Sweep the Floor

A good amount of the Apprenticeship Patterns that I see when choosing one to write my blog post about have contexts, situations, and descriptions of people who are confident in their programming abilities, have a defined role on a development team, and are eager to get in the meat of the problem.

However, this context does not describe me very well. I am not confident in my abilities as a programmer yet, I do have an apprenticeship opportunity, but I have no defined role or job title, and I am nervous to tackle important complex tasks because of my inexperience. Thankfully I came across a pattern which describes my situation pretty well.

The “Sweep the Floor” pattern is for people like me who are unsure of the team and vice versa. People who want to contribute to the meaningful work in order to grow their skills and find a defined place on the team, but have only just began their position in the group. This context really spoke to me and pretty much read my mind without my thinking it.

The solution they provide is so remarkably simple that I’m surprised I didn’t think about it before to put my mind at ease. The authors suggest that in order to gain trust and find your place in the team is to in the beginning “volunteer for simple, unglamorous, yet necessary, tasks.” Hence the pattern’s title sweep the floor. If I can’t contribute to the main problem yet, then I can demonstrate my usefulness by handling tasks that are either tedious, not fun, or otherwise that the team does not want to do.

“Typically, you’ll want to focus on the edges of the system where there is less risk, rather than the core where there are usually many dependencies and lots of complexity”. This quote from the authors gave me a lot of clarity about what steps I can take in my internship to make myself known and actually be useful to the company.
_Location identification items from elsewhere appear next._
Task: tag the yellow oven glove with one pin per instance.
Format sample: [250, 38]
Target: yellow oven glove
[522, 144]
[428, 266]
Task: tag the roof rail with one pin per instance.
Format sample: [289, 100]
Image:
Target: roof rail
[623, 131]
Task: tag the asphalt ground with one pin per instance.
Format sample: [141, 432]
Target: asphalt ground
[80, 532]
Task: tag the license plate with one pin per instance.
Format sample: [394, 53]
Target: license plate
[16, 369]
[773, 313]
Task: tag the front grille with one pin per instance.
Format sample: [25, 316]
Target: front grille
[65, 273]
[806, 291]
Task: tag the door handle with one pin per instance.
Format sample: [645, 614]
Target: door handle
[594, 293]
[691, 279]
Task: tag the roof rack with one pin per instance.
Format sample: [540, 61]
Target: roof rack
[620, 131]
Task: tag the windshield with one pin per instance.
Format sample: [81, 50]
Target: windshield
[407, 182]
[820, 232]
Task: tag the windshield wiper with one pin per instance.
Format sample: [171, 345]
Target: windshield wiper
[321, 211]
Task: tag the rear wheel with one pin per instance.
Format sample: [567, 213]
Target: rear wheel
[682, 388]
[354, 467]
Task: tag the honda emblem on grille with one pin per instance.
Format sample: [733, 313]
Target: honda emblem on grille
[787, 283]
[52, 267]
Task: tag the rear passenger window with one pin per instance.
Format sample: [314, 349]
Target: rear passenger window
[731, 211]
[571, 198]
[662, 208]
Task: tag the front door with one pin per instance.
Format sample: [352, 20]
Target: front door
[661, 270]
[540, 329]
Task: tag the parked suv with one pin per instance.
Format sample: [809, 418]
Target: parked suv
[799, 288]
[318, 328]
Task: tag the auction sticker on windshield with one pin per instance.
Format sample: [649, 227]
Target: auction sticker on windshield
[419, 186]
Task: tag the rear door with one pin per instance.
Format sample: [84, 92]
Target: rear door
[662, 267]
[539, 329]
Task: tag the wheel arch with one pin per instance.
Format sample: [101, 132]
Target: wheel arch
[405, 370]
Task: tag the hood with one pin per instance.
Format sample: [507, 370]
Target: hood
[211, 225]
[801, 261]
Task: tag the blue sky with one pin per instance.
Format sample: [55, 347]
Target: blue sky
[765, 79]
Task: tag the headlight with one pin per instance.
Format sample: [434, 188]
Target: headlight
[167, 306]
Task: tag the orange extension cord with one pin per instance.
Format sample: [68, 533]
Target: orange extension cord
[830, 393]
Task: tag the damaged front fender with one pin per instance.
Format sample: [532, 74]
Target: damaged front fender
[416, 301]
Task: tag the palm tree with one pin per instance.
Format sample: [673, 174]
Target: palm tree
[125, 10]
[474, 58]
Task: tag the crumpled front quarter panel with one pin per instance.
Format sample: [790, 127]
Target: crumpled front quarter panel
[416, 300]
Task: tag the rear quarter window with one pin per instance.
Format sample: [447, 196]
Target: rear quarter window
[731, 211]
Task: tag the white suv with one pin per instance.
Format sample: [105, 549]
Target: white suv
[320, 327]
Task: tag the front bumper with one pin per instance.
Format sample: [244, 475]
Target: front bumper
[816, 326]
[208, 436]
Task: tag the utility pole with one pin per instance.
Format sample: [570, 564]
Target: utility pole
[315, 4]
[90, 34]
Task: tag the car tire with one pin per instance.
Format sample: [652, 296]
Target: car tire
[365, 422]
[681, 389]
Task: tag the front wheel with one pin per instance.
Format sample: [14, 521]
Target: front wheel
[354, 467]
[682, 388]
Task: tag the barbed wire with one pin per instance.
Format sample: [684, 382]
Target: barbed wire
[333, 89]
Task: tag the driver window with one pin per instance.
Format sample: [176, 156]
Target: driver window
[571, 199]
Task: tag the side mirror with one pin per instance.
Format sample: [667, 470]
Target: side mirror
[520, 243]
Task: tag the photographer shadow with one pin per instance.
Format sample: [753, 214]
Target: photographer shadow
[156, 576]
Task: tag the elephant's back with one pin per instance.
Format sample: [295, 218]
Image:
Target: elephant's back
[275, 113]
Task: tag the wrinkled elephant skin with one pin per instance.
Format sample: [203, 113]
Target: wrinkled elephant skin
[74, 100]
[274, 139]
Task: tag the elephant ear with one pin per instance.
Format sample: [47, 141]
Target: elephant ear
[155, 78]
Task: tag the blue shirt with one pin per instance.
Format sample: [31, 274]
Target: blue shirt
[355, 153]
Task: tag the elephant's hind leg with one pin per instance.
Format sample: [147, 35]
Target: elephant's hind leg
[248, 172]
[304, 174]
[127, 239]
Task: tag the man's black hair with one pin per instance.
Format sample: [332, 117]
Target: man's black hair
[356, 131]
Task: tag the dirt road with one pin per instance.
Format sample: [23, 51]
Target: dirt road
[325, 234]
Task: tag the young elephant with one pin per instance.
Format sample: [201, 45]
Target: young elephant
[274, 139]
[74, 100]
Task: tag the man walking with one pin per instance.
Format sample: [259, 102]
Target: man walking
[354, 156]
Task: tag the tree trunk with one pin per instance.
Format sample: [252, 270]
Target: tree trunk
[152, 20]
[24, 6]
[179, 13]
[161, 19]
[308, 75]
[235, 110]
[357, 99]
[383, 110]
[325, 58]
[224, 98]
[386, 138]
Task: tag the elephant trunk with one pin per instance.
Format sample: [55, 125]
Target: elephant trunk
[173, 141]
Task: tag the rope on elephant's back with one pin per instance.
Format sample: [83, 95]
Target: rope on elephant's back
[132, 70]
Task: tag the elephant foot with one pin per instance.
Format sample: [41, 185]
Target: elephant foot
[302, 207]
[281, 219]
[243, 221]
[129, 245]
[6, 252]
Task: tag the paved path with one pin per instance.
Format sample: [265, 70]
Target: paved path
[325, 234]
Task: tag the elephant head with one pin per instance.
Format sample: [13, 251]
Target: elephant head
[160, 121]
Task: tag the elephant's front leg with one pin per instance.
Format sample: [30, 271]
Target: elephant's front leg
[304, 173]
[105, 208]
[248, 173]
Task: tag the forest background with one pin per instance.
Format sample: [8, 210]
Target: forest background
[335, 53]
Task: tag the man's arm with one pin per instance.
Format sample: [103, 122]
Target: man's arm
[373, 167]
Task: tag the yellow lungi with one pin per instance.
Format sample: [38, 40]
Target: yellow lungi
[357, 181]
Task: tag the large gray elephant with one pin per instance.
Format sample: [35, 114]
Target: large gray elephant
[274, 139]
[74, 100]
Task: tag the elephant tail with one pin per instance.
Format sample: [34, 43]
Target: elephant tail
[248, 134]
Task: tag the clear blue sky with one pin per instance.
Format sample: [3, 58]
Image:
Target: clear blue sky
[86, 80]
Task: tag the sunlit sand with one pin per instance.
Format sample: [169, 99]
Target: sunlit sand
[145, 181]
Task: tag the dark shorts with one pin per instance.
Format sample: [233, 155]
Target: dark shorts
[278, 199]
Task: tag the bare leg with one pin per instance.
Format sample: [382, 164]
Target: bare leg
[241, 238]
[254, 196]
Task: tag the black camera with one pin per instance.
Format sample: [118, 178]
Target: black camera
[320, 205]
However, they do highlight a risk about applying this pattern which I know all too well from other jobs I’ve had in the past; if you constantly are taking the ugly tasks nobody wants to do, there is a risk the group will want to keep you doing the boring, menial tasks. I have had this happen to me to the point where my coworkers would jokingly call me what translates to “Cinderella boy”. To mitigate this risk, the authors suggest to advocate for yourself and look for every opportunity to prove that you can produce quality work on a higher level.